Beyond cargo and containers lies a deeper regional logic. The new line will connect the Konkan Railway with the Central Railway network, strengthening trade links not just within Maharashtra but with Goa and Karnataka. Freight volumes of 20–30 million tonnes annually are projected. More importantly, the corridor integrates Konkan with the Kolhapur–Sangli–Satara–Pune industrial belt, narrowing a developmental divide that has long driven migration out of the coastal districts. Jobs, direct and indirect, tourism spillovers, MSME growth and coastal industrial investment could anchor people closer to home.

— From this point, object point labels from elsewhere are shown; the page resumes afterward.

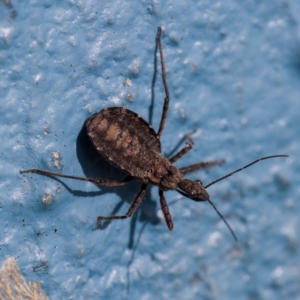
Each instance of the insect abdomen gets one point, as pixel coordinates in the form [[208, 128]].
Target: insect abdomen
[[125, 139]]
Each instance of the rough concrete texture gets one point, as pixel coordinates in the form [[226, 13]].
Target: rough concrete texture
[[233, 70]]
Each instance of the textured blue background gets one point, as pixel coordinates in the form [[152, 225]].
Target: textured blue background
[[233, 70]]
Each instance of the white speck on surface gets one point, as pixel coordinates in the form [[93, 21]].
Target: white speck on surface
[[214, 238], [114, 100]]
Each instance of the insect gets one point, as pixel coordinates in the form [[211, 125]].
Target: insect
[[130, 143]]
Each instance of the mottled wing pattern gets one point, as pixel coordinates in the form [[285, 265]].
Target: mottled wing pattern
[[125, 139]]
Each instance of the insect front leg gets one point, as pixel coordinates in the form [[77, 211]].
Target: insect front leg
[[100, 182], [133, 207], [165, 210], [164, 79]]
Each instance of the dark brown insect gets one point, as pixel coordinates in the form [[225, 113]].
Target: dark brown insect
[[131, 144]]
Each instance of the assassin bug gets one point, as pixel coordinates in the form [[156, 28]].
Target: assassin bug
[[130, 143]]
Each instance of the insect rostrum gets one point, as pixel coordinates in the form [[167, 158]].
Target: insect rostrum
[[131, 144]]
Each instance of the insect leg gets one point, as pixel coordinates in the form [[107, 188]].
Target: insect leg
[[182, 152], [133, 207], [165, 210], [97, 181], [200, 166], [163, 74]]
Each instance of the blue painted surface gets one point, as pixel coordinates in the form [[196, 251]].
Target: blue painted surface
[[234, 74]]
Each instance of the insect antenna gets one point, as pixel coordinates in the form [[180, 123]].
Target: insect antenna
[[215, 208], [254, 162]]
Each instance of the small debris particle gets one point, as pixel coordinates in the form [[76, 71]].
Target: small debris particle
[[47, 199], [129, 97], [56, 160], [128, 82]]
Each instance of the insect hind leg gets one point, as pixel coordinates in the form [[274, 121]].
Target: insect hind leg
[[133, 207]]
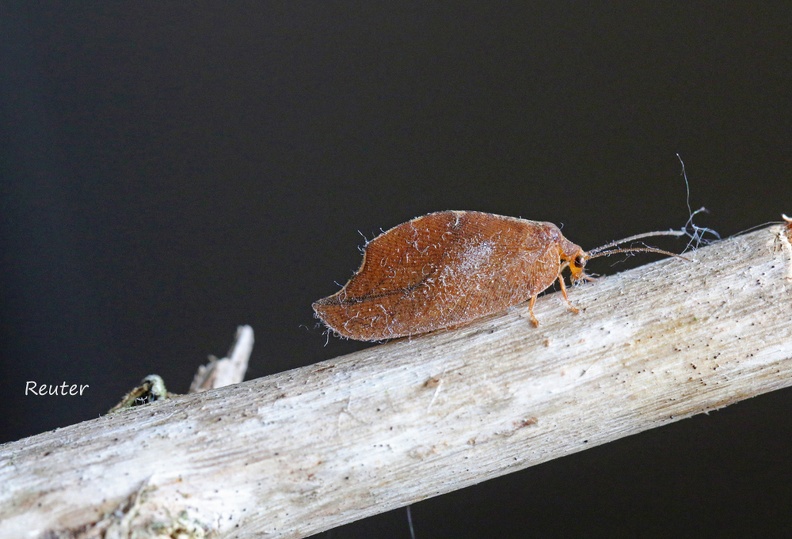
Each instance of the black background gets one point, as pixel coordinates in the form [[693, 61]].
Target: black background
[[173, 170]]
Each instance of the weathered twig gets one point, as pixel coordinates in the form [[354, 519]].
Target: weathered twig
[[228, 370], [305, 450]]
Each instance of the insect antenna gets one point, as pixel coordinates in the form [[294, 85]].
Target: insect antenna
[[601, 248], [635, 250]]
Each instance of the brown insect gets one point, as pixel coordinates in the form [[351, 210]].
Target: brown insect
[[448, 268]]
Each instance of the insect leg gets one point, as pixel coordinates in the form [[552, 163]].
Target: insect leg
[[563, 291], [534, 321]]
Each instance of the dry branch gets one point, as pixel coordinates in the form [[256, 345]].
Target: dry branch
[[309, 449]]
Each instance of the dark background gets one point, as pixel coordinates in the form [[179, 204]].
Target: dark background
[[170, 171]]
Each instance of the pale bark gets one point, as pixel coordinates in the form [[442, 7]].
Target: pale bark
[[309, 449]]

That said, none of this will come about automatically. Rail lines have a way of disappointing when coordination falters. The success of the Kolhapur–Vaibhavwadi project will depend on synchronised execution between the State government, Indian Railways, Konkan Railway Corporation and port authorities. Last-mile connectivity, freight terminals, cold-chain infrastructure and predictable pricing will matter as much as the track itself.


But the intent is unmistakable. This project marks a shift away from siloed infrastructure planning towards a genuinely multimodal approach, where rail, road and port investments reinforce one another. If executed well, the Kolhapur–Vaibhavwadi railway line could do more than shorten distances. It could finally align Maharashtra’s coast with its hinterland and turn latent geography into realised prosperity.


(The writer is an agricultural and natural resources economist. Views personal.)